Una mosca puso huevos en mi oído

Juan Pablo Meneses vivió una experiencia aterradora: de visita en un paraíso natural brasileño, lejos de la civilización, una mosca puso huevos en su oído. Los gusanos comenzaron a alimentarse de él.

Por: Juan Pablo Meneses

Estaba rodeado de caras de espanto, de asco, de gritos invocando a dios y gente que llamaba a otros para que vieran lo que salía de mi cabeza, como si fuera un alien, todos queriendo mirar al mejor estilo de los circos freaks o de las colas para ver la cara de un muerto: de un modo lo era, estaba viviendo mi propia muerte y mientras todos corrían para disfrutar el extraño espectáculo yo solo pensaba en una cosa: en el incendio forestal que había dentro de mi cabeza.
Cuando partió el motor de la lancha partió esta historia. Salimos desde la playa tres de Morro de Sao Paulo, en el estado brasilero de Bahía, a la solitaria isla de Boipeba. El sol brasilero pegaba fuerte, pero se resbalaba en los cuerpos siempre aceitados de los turistas. La pequeña lancha saltaba por altamar y las chicas en bikini que iban en la pequeña lancha también daban saltitos. El viento fuerte, el mar todo nuestro, la isla paradisíaca como destino, las vacaciones ideales, todo eso que ha convertido a Brasil en el principal destino turístico de Latinoamérica y uno de los cinco mejores destinos de playa del mundo, en vivo y en directo.

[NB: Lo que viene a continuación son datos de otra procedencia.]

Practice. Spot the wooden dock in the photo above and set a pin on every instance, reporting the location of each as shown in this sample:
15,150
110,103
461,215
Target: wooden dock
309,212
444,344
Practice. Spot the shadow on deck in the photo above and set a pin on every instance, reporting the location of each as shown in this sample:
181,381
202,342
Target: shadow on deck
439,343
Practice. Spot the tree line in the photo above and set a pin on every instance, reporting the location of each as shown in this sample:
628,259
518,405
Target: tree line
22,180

Las costas de Boipeba son larguísimas y no hay muchas posadas donde quedarse y no es un destino masivo, ni de moda: los que llegan es por un buen dato, y llegan de todo el mundo. Antes que se llene de hoteles y restaurantes y parte de los cinco millones de turistas que llegan anualmente y con todos ellos el progreso, y entonces la tala de bosques y las mafias de la pasta base y la prostitución infantil, en Boipeba uno se puede bañar en aguas verdes y tibias, comer langostas a dos dólares o moqueca de camarón por tres o pescados sin espinas por uno. Mis días en el paraíso eran caminar por playas interminables, recorrer parajes selváticos, escuchar saltar a los monos, mirar las aves volar, espantar alguna mosca despistada que te zumbaba cerca de la oreja y nadar, mucho y a toda hora: ojalá en las más insólitas.

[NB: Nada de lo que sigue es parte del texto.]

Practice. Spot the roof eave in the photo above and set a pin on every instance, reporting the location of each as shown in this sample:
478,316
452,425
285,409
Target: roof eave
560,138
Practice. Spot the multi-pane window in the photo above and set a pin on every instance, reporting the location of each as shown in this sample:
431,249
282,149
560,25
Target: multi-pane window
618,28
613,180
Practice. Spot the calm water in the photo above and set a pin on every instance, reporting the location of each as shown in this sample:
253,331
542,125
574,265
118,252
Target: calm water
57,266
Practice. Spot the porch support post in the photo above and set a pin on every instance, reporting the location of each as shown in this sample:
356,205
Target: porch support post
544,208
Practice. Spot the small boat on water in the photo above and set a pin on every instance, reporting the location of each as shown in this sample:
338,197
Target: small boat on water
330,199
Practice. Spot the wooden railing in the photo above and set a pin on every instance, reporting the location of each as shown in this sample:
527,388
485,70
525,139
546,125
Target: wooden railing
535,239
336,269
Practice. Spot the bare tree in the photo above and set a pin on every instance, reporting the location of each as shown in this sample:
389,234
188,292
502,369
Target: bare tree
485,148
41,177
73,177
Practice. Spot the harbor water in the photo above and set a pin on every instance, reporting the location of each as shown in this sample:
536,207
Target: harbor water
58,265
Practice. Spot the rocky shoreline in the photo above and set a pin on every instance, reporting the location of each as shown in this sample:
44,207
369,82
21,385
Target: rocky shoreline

Pero la tranquilidad de estar en un punto aislado de los más de siete mil kilómetros de playa brasilera comenzó a esfumarse rápidamente. Como si algún dios del más allá me hubiera descubierto infiltrado en el paraíso, sabiendo que mi destino ya es solo uno y es el infierno. Una noche, frente al mar, sentí que el oído derecho se me tapaba. Como con una gota de agua. Pero la gota no se iba. Seguía ahí. Es más, comenzaba a crecer. Y no paraba de crecer. Nunca paró, ni siquiera al final de esta historia en el paraíso.
La primera noche con la oreja tapada fue una noche de mierda. Hice todos los experimentos posibles para sacarme esa puta gota de agua que cada vez me molestaba más feo. Más horrible. Más desesperante. Tanto, que casi me parto la cabeza contra la pared. Tanto, que casi pongo el cráneo en el marco de la puerta antes de dar un portazo. Y no exagero. Pero no hice nada, solo sentir cómo crecía esa gota, que ahora se oía igual que el incendio de unas ramas.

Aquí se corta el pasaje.